Campaign against using knives and weapons in Danish nightclubs

Nej til knive (full title Nej til knive i nattelivet meaning "No to knives in nightlife" in Danish language) is a widespread awareness campaign in Denmark against using of knives and other deadly weapons in Danish nightclubs.
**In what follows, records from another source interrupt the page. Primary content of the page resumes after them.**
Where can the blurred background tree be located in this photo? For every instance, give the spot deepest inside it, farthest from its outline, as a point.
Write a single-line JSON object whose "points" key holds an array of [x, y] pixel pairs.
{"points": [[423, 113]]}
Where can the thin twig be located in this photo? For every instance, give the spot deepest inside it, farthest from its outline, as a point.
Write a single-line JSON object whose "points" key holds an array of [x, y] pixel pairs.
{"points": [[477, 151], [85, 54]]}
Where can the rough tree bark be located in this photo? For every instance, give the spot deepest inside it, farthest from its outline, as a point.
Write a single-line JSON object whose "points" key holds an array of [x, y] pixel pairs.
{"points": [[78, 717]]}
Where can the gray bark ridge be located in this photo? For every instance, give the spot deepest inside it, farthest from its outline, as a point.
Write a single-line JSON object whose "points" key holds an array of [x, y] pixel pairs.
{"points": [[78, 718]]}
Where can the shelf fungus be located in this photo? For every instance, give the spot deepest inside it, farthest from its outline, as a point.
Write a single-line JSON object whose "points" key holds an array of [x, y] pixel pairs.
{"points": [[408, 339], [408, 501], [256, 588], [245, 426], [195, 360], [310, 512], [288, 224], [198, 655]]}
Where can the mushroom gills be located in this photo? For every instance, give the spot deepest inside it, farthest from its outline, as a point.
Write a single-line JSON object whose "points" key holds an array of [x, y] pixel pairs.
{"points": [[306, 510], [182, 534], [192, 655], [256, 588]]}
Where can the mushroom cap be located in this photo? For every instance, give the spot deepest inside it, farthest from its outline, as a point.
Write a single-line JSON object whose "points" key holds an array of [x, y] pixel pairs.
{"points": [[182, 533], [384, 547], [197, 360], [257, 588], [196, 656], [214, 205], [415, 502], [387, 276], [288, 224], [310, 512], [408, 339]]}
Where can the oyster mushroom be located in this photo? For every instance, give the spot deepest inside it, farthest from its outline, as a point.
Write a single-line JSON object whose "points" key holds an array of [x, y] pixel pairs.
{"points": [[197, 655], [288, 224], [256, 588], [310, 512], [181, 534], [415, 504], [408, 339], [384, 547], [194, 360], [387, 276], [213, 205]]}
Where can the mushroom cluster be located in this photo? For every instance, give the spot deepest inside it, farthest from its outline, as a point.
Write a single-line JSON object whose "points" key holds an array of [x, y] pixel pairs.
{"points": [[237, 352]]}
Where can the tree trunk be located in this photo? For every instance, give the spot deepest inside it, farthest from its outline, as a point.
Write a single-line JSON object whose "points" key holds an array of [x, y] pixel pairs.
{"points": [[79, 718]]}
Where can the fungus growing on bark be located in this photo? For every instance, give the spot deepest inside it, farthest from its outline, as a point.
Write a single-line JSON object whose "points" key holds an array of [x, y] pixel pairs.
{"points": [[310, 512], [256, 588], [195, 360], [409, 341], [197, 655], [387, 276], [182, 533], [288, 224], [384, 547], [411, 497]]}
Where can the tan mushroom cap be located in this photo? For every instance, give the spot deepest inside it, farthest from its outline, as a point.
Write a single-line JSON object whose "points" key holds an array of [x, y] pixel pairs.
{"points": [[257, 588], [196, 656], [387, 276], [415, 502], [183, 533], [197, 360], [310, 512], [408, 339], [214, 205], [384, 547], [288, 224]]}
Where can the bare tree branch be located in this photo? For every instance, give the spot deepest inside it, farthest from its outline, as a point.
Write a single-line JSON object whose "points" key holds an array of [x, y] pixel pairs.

The campaign started in 2010 and a great number of celebrities in entertainment gave their voices shooting brief videos for the campaign including Kenny Aleksandr, Alien Beat Club, Sys Bjerre, Oliver Bjerrehuus, Klaus Bondam, Erik Brandt, Morten Breum, Burhan G, Chapper, Julie Brandt Dam, Kira Eggers, Peter Frödin, Rune Glifberg, Robert Hansen, Hella Joof, Camille Jones, Zeenta Jonsson, Jooks, Sussi la Cour (aka Sussi la Cour), Nikolaj Koppel, Stine Kronborg, Lykke Mai, Michael Maze, Medina, Cyron B. Melville, Nik & Jay, Julie R. Ølgaard, Pharfar, Dan Rachlin, Remee, Karen Rosenberg, Claire Ross-Brown, Maibritt Saerens, Manu Sareen, Frederik Schlütter, Saseline Sørensen, Sukkerchok, Svenstrup & Vendelboe, Villy Søvndal, Stine Ternstrøm, Trisse Thomsen, Tomace, Kim Thurmann and others.